American Indian knowledge and related innovations, goods, and technologies (e.g., agriculture) have had enormous global impact. Medicine, engineering, astronomy, and math are as Indigenous to the Americas as the Native Peoples who practice them. More than fifty present-day medications have been developed by examining the use of plant extracts in traditional Native medicines. The Olmec Peoples of Mesoamerica created rubber. Indigenous Andeans developed complex and extensive road networks and suspension bridges that successfully distributed foods and resources across territories spanning six countries in modern South America. Today, Indigenous teachings, traditional and new, present solutions to modern-day issues in need of innovation. Industrial farming, for example, uses large amounts of fossil fuels and water supplies, and it produces 70 percent of river and stream pollution in the United States. Inka agricultural terraces offer another approach: they limit land usage and facilitate water distribution through canals powered simply by gravity.

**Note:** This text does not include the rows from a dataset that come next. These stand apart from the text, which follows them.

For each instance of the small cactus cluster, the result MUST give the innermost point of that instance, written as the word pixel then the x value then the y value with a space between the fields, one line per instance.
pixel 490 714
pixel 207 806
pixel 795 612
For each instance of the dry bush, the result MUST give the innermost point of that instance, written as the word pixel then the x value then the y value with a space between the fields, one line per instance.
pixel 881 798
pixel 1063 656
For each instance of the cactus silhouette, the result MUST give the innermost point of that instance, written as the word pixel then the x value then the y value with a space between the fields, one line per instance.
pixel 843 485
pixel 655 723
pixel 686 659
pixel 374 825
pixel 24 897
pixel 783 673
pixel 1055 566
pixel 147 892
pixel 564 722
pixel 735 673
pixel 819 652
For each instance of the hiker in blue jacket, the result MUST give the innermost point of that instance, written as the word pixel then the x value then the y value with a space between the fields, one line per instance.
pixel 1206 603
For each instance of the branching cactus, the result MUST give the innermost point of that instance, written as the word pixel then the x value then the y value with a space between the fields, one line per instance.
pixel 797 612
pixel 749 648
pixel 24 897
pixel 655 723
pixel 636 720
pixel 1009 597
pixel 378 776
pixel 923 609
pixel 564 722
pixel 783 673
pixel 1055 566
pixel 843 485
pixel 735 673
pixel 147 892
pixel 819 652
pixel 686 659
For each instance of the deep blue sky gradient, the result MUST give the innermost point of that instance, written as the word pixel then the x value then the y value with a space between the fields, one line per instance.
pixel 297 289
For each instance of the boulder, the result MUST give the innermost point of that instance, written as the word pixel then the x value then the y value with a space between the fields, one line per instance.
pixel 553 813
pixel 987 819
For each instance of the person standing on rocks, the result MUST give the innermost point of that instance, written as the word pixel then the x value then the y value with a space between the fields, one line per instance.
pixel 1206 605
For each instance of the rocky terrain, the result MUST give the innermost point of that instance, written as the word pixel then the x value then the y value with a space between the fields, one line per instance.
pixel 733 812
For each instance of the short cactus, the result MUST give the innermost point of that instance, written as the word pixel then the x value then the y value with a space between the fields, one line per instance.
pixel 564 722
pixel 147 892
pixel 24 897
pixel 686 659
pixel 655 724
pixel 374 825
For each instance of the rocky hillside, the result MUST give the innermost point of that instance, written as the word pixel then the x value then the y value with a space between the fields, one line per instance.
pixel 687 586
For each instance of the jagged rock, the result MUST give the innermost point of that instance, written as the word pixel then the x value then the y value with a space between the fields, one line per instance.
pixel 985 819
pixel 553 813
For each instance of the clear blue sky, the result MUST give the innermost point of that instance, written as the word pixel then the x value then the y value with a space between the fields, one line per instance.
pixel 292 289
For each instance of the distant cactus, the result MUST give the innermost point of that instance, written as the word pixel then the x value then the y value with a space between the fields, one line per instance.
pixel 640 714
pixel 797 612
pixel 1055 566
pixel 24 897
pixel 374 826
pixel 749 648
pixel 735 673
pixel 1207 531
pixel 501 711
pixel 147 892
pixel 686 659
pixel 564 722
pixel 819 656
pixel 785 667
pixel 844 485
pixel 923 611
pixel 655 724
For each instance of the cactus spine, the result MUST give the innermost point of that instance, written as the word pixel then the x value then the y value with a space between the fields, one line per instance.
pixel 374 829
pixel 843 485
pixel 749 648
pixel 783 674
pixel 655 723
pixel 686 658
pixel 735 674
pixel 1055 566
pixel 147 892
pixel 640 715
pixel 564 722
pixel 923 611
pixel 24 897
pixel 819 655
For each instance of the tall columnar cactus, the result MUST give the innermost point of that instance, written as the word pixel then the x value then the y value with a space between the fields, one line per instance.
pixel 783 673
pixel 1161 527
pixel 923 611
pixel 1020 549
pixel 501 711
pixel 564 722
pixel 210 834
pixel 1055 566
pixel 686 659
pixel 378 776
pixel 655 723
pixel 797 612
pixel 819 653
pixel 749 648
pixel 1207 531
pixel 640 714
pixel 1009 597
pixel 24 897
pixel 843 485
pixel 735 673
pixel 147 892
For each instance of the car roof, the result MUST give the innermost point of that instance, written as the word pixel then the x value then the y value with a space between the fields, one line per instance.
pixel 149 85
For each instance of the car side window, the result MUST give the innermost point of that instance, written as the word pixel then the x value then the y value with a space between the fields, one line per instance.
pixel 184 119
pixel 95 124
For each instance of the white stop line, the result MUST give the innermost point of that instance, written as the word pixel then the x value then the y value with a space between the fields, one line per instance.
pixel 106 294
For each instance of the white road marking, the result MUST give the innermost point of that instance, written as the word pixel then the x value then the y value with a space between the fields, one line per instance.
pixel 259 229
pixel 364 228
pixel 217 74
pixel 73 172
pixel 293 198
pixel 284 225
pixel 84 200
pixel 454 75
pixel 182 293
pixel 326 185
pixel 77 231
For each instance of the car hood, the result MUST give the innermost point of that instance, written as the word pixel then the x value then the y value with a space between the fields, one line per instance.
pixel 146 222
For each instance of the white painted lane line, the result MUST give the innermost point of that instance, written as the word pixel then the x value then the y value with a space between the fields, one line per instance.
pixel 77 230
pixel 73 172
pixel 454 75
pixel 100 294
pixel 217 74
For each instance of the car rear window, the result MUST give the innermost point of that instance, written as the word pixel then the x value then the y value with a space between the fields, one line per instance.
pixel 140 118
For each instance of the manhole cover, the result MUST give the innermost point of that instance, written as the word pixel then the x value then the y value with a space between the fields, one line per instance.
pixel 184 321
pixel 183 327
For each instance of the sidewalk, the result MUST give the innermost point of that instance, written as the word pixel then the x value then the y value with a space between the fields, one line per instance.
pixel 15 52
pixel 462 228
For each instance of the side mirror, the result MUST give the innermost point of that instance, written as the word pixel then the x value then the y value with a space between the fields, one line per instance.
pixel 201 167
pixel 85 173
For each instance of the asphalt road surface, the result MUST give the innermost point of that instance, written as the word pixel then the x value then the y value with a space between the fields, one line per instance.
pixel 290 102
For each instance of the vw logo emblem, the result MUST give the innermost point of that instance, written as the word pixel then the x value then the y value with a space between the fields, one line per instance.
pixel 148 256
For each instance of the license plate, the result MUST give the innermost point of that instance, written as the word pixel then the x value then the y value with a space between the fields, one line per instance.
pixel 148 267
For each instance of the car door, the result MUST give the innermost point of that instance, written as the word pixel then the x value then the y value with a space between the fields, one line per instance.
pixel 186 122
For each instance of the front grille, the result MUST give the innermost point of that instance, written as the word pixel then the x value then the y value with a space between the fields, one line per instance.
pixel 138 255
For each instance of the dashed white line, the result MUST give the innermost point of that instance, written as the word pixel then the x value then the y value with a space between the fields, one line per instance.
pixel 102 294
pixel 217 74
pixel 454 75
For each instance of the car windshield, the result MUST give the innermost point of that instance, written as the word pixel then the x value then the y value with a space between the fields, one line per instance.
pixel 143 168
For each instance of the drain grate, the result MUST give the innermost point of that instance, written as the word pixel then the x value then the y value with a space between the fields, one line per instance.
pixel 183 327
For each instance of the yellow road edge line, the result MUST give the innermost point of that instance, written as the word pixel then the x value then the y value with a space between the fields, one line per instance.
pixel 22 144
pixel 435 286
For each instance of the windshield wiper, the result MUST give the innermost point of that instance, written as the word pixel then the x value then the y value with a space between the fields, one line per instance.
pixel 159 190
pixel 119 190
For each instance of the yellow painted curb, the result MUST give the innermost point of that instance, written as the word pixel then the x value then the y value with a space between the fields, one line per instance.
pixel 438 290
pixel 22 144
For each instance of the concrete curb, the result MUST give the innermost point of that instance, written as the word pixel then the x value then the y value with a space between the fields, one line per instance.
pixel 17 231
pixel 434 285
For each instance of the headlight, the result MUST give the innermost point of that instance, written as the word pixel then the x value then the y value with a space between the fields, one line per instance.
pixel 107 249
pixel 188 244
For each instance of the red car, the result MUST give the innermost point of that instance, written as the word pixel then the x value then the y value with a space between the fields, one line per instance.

Sharing Indigenous legacies of scientific advancement in your classrooms shows students that Native knowledge is scientific and often sustainable. Also, Native students are more likely to pursue careers in STEM when they see themselves and their communities represented in their classrooms. Ultimately, all students can benefit from learning about Native scientific innovations.

Try these culturally sensitive activities and resources
For grades 4–8, use the NMAI's Living Maya Time website to learn about Maya culture and astronomy and do a related math activity.
For grades 5–8, check out the NMAI teaching poster Q'eswachaka: A Living Legacy of Inka Engineering to learn about the physics and history of Inka bridge engineering. Available in English y español.
For grades 6–9, the American Indian Responses to Environmental Challenges website from NMAI explains how different Native nations deal with environmental issues today.
For elementary students, check out the book Keepers of the Earth: Native American Stories and Environmental Activities for Children by Joseph Bruchac and Michael J. Caduto.